Шеломин ходил радостный, зная, что вот еще миг и его подхватит буря, как тогда — Урамбо!
И на многих, совсем других лицах была радость. Люди жили, казалось, века, тысячелетия, каждый в своей норке, на двуспальных кроватях, на мягких подушках, на простынях, пропахших супружеской влагой; ругались, били жен, вечерами, после «присутствий», ездили в клуб — переброситься в картишки и выпить, в публичный дом — разжигать вспухшую страсть. От двуспальной постели, женских слез, зеленого стола и публичного дома — куда уйти? И, вдруг, война, жизнь, чужая властная сила выдернула из заклятого круга — прежде всего, в степные просторы, в леса, на чистый воздух — человек стал выше. Каждый, конечно, думал, что останется жив, что война продлится самое большее год…
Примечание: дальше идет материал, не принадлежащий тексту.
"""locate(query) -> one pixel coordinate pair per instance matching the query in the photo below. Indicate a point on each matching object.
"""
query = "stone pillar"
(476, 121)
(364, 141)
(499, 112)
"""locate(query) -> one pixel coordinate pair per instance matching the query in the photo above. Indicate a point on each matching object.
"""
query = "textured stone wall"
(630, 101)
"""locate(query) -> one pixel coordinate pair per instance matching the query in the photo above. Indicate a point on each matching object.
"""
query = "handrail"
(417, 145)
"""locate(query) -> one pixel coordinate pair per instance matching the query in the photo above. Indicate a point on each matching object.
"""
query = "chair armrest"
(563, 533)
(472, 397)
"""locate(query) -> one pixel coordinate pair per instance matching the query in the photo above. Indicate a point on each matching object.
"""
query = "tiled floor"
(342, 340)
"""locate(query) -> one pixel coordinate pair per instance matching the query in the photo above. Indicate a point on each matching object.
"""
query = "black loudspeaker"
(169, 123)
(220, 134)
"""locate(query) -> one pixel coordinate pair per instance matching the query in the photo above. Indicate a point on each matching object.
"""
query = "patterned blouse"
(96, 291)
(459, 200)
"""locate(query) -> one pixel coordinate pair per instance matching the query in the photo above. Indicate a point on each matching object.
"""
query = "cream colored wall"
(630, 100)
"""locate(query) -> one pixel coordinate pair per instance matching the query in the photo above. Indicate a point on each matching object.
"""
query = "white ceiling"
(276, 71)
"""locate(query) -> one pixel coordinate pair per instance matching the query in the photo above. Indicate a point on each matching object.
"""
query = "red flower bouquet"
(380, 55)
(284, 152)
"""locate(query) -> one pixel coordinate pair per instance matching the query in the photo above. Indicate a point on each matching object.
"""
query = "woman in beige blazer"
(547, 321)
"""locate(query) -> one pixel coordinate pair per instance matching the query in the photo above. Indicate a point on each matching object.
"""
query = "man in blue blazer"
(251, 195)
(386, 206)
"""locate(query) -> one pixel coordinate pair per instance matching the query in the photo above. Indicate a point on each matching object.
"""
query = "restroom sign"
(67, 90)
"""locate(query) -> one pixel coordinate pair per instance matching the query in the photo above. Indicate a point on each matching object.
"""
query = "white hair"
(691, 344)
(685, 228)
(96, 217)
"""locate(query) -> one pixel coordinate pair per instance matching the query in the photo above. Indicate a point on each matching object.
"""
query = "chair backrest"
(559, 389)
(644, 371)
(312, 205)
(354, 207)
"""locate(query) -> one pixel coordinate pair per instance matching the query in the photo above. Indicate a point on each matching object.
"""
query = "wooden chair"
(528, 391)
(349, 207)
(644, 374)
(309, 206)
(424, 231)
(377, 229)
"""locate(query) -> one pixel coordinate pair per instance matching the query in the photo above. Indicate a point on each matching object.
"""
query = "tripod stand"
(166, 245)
Шеломин смотрел на портрет своего отца. Лейтенант стоял, гордо подняв голову, с морским биноклем в руке. Лейтенант погиб в Японском море. Синие просторы мира звали. Они были радостны и бездумны. Шеломин решил: он пойдет.
Правление сталелитейных заводов акционерной компании «Людвиг Кра и Шульце», со всей, присущей деловым людям, осторожностью, разрабатывало пятилетнюю программу военной производительности.
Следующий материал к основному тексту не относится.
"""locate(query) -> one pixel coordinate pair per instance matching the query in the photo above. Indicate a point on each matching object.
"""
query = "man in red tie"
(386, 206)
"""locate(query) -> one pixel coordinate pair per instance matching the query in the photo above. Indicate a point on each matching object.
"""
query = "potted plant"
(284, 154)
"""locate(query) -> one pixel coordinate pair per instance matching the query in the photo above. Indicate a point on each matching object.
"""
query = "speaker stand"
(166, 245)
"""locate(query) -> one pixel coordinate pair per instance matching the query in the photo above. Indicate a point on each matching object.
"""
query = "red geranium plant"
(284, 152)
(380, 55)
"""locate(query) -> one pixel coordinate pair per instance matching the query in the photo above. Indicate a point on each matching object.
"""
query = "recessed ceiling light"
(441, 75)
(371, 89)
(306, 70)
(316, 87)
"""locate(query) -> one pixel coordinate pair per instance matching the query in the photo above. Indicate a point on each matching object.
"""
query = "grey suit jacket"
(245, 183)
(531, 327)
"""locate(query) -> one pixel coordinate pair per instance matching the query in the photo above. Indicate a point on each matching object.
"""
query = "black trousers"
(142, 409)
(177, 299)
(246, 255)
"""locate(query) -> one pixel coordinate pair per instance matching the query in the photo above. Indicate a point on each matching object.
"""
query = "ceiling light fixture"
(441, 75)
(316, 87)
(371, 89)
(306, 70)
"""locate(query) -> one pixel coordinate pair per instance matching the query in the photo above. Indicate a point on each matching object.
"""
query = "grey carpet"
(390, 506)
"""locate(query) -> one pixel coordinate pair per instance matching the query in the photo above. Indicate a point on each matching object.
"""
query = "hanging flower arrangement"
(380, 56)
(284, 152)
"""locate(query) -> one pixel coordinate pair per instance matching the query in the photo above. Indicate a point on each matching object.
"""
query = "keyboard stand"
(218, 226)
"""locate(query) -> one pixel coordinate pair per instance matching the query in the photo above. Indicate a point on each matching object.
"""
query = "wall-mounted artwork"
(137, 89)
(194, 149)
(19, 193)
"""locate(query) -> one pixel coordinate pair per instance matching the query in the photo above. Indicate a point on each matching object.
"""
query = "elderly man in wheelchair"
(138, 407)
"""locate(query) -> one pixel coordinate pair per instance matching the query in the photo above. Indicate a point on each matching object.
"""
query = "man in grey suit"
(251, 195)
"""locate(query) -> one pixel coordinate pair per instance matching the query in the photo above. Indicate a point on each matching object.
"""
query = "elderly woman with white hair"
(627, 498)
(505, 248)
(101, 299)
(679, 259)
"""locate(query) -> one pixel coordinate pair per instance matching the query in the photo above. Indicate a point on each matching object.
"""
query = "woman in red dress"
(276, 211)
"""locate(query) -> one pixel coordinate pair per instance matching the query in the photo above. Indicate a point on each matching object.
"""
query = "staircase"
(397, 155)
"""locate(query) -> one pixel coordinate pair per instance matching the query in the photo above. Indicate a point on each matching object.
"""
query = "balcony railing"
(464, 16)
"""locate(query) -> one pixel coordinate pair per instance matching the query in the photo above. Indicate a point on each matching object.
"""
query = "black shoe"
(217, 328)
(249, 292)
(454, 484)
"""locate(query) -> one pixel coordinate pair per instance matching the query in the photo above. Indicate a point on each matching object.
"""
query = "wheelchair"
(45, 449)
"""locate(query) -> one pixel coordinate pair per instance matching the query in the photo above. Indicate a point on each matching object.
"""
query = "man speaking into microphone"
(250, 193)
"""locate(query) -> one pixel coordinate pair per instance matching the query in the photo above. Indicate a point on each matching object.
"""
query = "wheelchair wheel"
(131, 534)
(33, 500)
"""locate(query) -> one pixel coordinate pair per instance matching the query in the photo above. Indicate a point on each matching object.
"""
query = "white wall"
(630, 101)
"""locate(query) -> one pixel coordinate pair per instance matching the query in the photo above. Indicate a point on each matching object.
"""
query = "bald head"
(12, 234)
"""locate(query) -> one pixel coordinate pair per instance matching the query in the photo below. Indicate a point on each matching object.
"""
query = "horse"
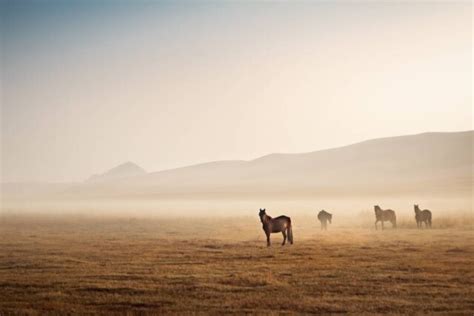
(275, 225)
(384, 216)
(422, 217)
(324, 217)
Наталья Андреевна потемнела, задумалась, замолчала. Война, бог, судьба — были одно. Разве пойдешь против?
Шеломин забросил формулы и моторы, бродил по улицам улыбаясь, подняв голову, как будто отомстил давнишнему. Знакомые приветливо кланялись: новость уже облетела город. Поп Никольский догнал, остановил:
— Что не заходите?! Надинька-то скучает…
И подмигнул.
Председатель охотничьего кружка долго неопределенно извинялся, обещал «пересмотреть вопрос» и преподнести, перед отъездом, финский нож.
По Центральной шлялась патриотическая демонстрация: человек сто гимназистов, студентов и еще непризванных лавочников. Впереди, рядом с царским портретом, шествовал студенческий лидер Орлов. Он был под административным надзором, не мог кончить университета, у него была семья. Война, резолюции германских социал-демократов были прекрасным поводом для помилования. На базаре и в парке Орлов с большим старанием произносил победоносные речи, а у дома губернатора организовал сбор пожертвований героям. Его Превосходительство вышел и благодарил.
Шеломин не любил разбираться в политике, он занимался физикой; но к его горлу подступал восторженный ком: эсдек Орлов как бы благословлял его решение с высоты самых знаменитых теорий.
Ополченец, крепкий мужик с большой черной бородой, робко дернул Шеломина за рукав.
— Ваш бродь, зачем это?
И двинул бородой на демонстрацию. Он не мог объять величия событий.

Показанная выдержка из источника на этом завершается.